Of course, Saddam was not cooperative. One just has to read Scott Ritter’s account in his book Endgame to be convinced of this. I’m not defending Saddam, and I’m not trying to convince anyone that he was cooperating with the U.N. Inspections regime as fully as he was required to. But we must ask ourselves: who do we trust more? I was very impressed with Hans Blix’s work. I believe that the Iraqui regime was beginning to show cooperation. This was what truly scared the Bush administration: if Saddam was cooperating, there was no good case for invasion. There was also a lot of evidence of American involvement in Saddam’s weapons programs to hide. We apparently had to censor Iraq’s weapons declaration so that we could continue to declare Saddam an uncooperative madman and America blameless. See [Project Censored){http://www.projectcensored.org/publications/2004/3.html), The Baltimore Chronicle, and The Sunday Herald.

According to Project Censored:

Throughout the winter of 2002, the Bush administration publicly accused Iraqi weapons declarations of being incomplete. The almost unbelievable reality of this situation is that it was the United States itself that had removed over 8,000 pages of the 11,800 page original report.
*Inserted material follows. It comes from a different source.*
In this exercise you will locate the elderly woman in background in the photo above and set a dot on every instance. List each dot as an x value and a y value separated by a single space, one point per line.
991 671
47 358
And from The Sunday Herald:

The full extent of Washington’s complete control over who sees what in the crucial Iraqi dossier calls into question the allegations made by US Secretary of State Colin Powell that ‘omissions’ in the document constituted a ‘material breach’ of the latest UN resolution on Iraq.

Well, yeah.

Sullivan also writes:

The anti-war left sees a real advantage in stripping down the claims in people’s receding memories to ones that were not made but which can now be debunked… It’s propaganda, to which the media in particular seems alarmingly prone to parroting. We have to resist it at every stop — because this war has not yet been won, and the really crucial battle, now as before, is at home.
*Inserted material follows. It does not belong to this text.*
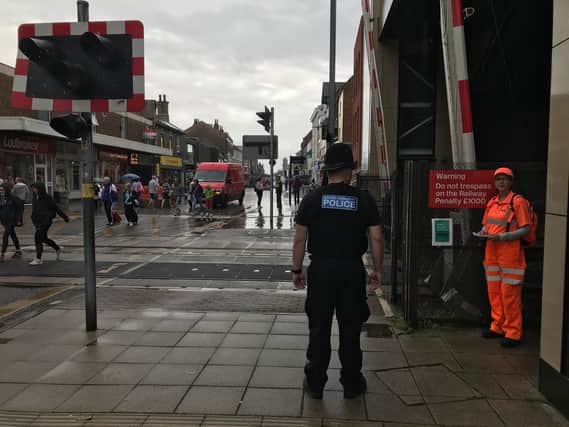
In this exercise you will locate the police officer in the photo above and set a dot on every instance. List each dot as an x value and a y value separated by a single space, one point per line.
337 220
And I couldn’t agree more. We have to resist the use of propaganda and remember how the war was sold. And we have to be aware of the sea of propaganda we swim in daily, and keep in mind that retroactive justification for some good that may come from Saddam Hussein’s removal from power cannot justify one sovereign nation invading and occupying another that did not pose a credible threat. Not “imminent,” credible. And no amount of nitpicking can make that that justification true.